Durante semanas, la Coordinadora Nacional de Trabajadores de la Educación (CNTE) convirtió el corazón político del país en su principal campo de batalla. Plantones, bloqueos y movilizaciones marcaron la vida cotidiana del Centro Histórico, afectando a miles de comerciantes, trabajadores y ciudadanos que vieron alterada su rutina por una protesta que, aunque legítima en sus demandas, terminó por aislarse de una parte importante de la sociedad.
Pero el pasado jueves ocurrió algo que difícilmente puede ignorarse. Mientras la CNTE mantenía presencia en las inmediaciones del Zócalo, cientos de miles de personas acudieron a celebrar el inicio de la Copa Mundial de la FIFA 2026 y el debut de la Selección Mexicana. La imagen fue poderosa: una plaza ocupada no por consignas ni barricadas, sino por familias, jóvenes y aficionados que decidieron apropiarse del espacio público para celebrar.

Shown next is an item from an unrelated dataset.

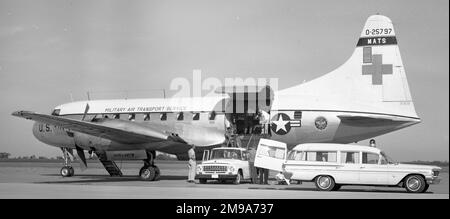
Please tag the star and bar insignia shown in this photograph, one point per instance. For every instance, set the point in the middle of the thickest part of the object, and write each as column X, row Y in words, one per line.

Los comerciantes de la zona lo interpretan de una forma contundente. Sergio Green, uno de los empresarios afectados por meses de movilizaciones, lo resumió con una frase que ha comenzado a resonar entre los locatarios del Centro Histórico: “el pueblo le pasó por encima a la CNTE”.
Más allá de la dureza de la expresión, el mensaje refleja un sentimiento que se ha acumulado en una de las zonas más castigadas económicamente por los bloqueos. Para muchos negocios, el Mundial representó no solo una fiesta deportiva, sino también una bocanada de oxígeno tras semanas de ventas desplomadas.
Las cifras ayudan a entender la magnitud del fenómeno. Según datos de la Secretaría de Seguridad Ciudadana, cerca de medio millón de personas participaron en las actividades relacionadas con la inauguración del Mundial en la Ciudad de México. De ellas, unas 300 mil abarrotaron la Plaza de la Constitución para seguir el partido entre México y Sudáfrica, mientras otras 200 mil acudieron a los distintos Fan Fest organizados en las alcaldías de la capital.
Lo significativo no es únicamente el número de asistentes. Lo verdaderamente relevante es el mensaje político y social detrás de esa movilización espontánea. A pesar de los llamados, las amenazas de boicot y la ocupación parcial del espacio público, la ciudadanía respondió ocupando las calles y el Zócalo con una lógica distinta: la de la convivencia, la celebración y el deseo de recuperar la normalidad.
La CNTE conserva capacidad de movilización y continúa siendo un actor relevante en la vida pública mexicana. Sin embargo, el Mundial dejó una lección que ningún movimiento social debería ignorar: cuando una protesta deja de conectar con la ciudadanía y comienza a afectar de manera prolongada a quienes dice representar, corre el riesgo de perder la simpatía popular.
El jueves pasado no desaparecieron los maestros ni sus demandas. Lo que ocurrió fue algo más simbólico: por unas horas, el protagonismo regresó a los ciudadanos que simplemente querían disfrutar de una fiesta colectiva. Y en una plaza históricamente acostumbrada a la confrontación política, la celebración terminó imponiéndose al bloqueo.
Quizá por eso los comerciantes del Centro Histórico no recuerdan ese día únicamente como la inauguración de un Mundial. Lo recuerdan como el día en que el Zócalo volvió a pertenecerle a la gente.